A breath of fresh air in Norway

A breath of fresh air in Norway

Is a weekend of skiing too short? Karen Creed doesn’t think so as she heads north for a refreshing workout on the Olympic slopes.

A last-minute decision, and by Friday morning I was carving down the Hafjell mountain in Norway. Apart from cheap ski deals, and just a two hour flight direct from Dublin, the attractions of skiing in Norwary are crystal clear. When snow falls this far north, it stays. And with temperatures below freezing it won’t melt.

Seductive television images of the 1994 Winter Olympics in the pretty lakeside resort of Lillehammer have done wonders for promoting Norwegian ski resorts. Expect blue skies, snowcapped mountains, bracing cold weather, and majestic views. While some skiers will argue at least a week on the slopes is needed, I (on the lazier end of the scale) tend to disagree. Two days is ample time to wake up those ski muscles and get the adrenalin rush from plundering down a few slopes. You also come home without too many aches and pains, and less exhaustion.

Norway suits a weekend of skiing not only because of the short flight distance, but more so because of the quick transfer to the ski resorts. Lillehammer is one of the most appealing, because of its Olympic status and its proximity to the powdery slopes. The small picturesque town has avoided becoming a typical tourist trap, maintaining its traditional wooden lodges while also boasting a compact shopping and aprés ski scene. Along its high street, the wooden buildings from the last century have been renovated into stylish boutiques and ski equipment stores.

Just ten minutes out of town is Hafjell, where the slalom and giant slalom events were held. As well as the fast and thrilling descents you would expect, there are gentle and scenic runs through the forest. All the ski runs converge at the base, making the area ideal for mixed-ability groups. And because the snow has a low moisture content, it doesn’t freeze, so there are no horrible groomed pistes to rattle over. There’s also a new high-speed gondola and extensive floodlit skiing three nights a week. Resorts like Hafjell typically open in November – some as early as late October – and the snow remains light, powdery and deep until early May.

At Hafjell, there are also two dedicated children’s ski areas, with a snow-and-ski-park and a crèche for two to seven year olds.
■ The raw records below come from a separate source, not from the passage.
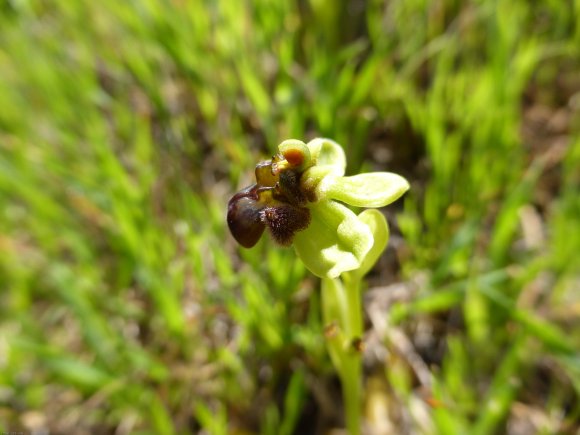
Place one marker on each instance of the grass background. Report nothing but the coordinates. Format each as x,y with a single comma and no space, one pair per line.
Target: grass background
124,128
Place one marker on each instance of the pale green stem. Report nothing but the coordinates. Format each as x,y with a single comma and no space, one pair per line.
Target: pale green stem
341,304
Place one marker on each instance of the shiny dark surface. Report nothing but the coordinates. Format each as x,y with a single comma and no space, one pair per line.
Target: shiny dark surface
244,217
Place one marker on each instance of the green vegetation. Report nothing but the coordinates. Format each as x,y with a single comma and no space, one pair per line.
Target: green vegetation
125,126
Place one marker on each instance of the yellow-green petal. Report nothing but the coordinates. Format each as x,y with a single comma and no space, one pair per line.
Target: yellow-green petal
336,241
373,189
380,230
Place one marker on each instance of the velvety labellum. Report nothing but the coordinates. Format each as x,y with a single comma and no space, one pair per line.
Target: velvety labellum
244,218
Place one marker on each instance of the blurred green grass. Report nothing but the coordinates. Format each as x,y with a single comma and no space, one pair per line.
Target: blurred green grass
125,127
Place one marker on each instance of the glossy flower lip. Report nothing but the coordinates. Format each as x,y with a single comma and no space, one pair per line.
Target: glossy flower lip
300,197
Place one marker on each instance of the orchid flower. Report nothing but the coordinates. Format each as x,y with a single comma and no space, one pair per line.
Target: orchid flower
300,196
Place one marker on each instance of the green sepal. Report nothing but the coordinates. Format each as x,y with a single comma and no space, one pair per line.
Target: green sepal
336,241
377,223
374,189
There is also a great ski school, with five levels of ski school from Troll Club (ages four to six) to Hafjellclub (16 plus) and English-speaking instructors. The perk of family ski in this resort is that children under eight receive free lift passes throughout the resort if they wear a helmet (also free).

Apart from a daily sauna in the hotel, the fantastic food and wine helps to ease the sore muscles that the first skiing days generate. Restaurant Salz and Berg is distinctive to Scandinavian homes of the 19th century, and does incredibly satisfying pasta dishes to fill you up after a workout on the slopes. Nightlife in Norway isn’t cheap but service and décor are excellent. Lillehammer’s Knicker bar is one of the liveliest, while the barrel-vaulted room of Bryggeriet Kjeller is also a big attraction. For an aerial view of the city, have a cocktail in Toppen bar. Alcohol is expensive, but as Norway is not part of the EU, you can buy duty free to get warmed up before hitting the town.

Ski or not, being in the mountains is exciting in itself. You can also try the Olympic bobsleigh run with a trained driver, tobogganing on the old Freestyle course from the Olympics and night dogsledding. If you climb the giddying ski jump tower, you will be rewarded with stunning views over the valley. New this season is the world’s most southerly ice hotel in the Winter Park as well as the spectacular ice cathedral and theatre. There is even a British pub which serves beer at cheaper prices than everywhere else nearby.

The natural beauty of Norway is enough of a draw for many people but what else does the Scandinavian country have to entice visitors? Transfers are quick and easy – direct trains north from Oslo are every hour or two. And you can pre-book your ski pass and equipment. After a second day of skiing, I was back on the train to the airport and had landed at Dublin Airport on Sunday by 6pm. Not bad for a spur-of-the-moment weekend.


Ski hire/passes available in Lillehammer (www.lillehammerturist.no) and Hafjell (www.hafjellhunderfossen.no).